Twiglets
Senior Member
This is difficult, for me, to explain without getting very low level into how DNS Records are constructed and what the various fields do and how they impact the operation of your resolver (unbound/dnsmasq/BIND/etc).
These examples are contrived/nonsensical uses of nameservers to try to simplify the explanation !!!
From the unbound docs:
Reading this data is, of course, something that takes time and slows the apparent time to get a reply.[Latency]
The upside is that the nameserver DNS data is stored/cached and if queries are made refering to the same nameserver you gain from the faster response.
The target-fetch-policy setting has values for different "depths.".
Example Query:
You have a query that is for 'QWE.net' which leads to DNS records that point at NS1.com & NS2.com & NS3.com. [3 nameserver addresses]

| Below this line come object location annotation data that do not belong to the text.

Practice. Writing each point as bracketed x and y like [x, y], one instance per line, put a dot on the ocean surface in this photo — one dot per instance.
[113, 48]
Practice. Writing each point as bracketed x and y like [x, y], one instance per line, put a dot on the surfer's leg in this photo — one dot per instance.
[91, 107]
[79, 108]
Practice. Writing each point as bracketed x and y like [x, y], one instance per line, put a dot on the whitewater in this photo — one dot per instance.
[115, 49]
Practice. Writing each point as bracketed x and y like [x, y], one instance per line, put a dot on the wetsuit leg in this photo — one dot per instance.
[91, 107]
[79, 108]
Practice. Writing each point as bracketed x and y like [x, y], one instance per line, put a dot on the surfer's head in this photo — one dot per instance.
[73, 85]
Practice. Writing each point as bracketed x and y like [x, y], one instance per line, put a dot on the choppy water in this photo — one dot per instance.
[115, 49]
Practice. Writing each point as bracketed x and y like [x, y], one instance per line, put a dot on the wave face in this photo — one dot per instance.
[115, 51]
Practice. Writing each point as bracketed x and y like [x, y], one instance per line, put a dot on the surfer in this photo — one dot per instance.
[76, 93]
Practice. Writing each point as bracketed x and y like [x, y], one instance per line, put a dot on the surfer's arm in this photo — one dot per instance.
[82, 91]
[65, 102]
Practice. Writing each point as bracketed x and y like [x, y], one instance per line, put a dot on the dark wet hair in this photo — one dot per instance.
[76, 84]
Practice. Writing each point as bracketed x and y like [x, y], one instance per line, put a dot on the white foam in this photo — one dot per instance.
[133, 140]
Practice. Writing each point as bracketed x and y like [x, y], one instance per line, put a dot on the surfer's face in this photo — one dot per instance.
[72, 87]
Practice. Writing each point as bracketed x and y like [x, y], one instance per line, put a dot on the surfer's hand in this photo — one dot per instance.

These records state that the authorative IP address is obtained from any/all of NS1.com & NS2.com & NS3.com.
NS1.com & NS2.com are defined as Authorative nameservers.
NS3.com is a local internal Authorative nameserver that you can change.
'QWE.com' resolves as 111.222.111.111 and is only defined on NS3.com, for now.
NS1.com contains DNS records defining 'QWE.net' as 111.222.111.111
NS2.com contains DNS records defining 'QWE.net' as 111.222.111.111
NS3.com contains DNS records defining 'QWE.net' as CNAME 'QWE.com' (requiring further lookup to resolve.)
NS1.com & NS2.com are yet to be updated to resolve 'QWE.net' as CNAME 'QWE.com' & 'QWE.com' to be added to them.
'QWE.net' as CNAME 'QWE.com' means == 'QWE.net' is an alias for 'QWE.com'
You will be able to access 'QWE.net' or 'QWE.com' and they are the same IP address.
[Depth examples]--------------------------------------------------------------------------------
If 'target-fetch-policy:' was defined as "2 1 0 0 0" then unbound would lookup 2 of the 3 NS addresses because 2 is the 1st level defined.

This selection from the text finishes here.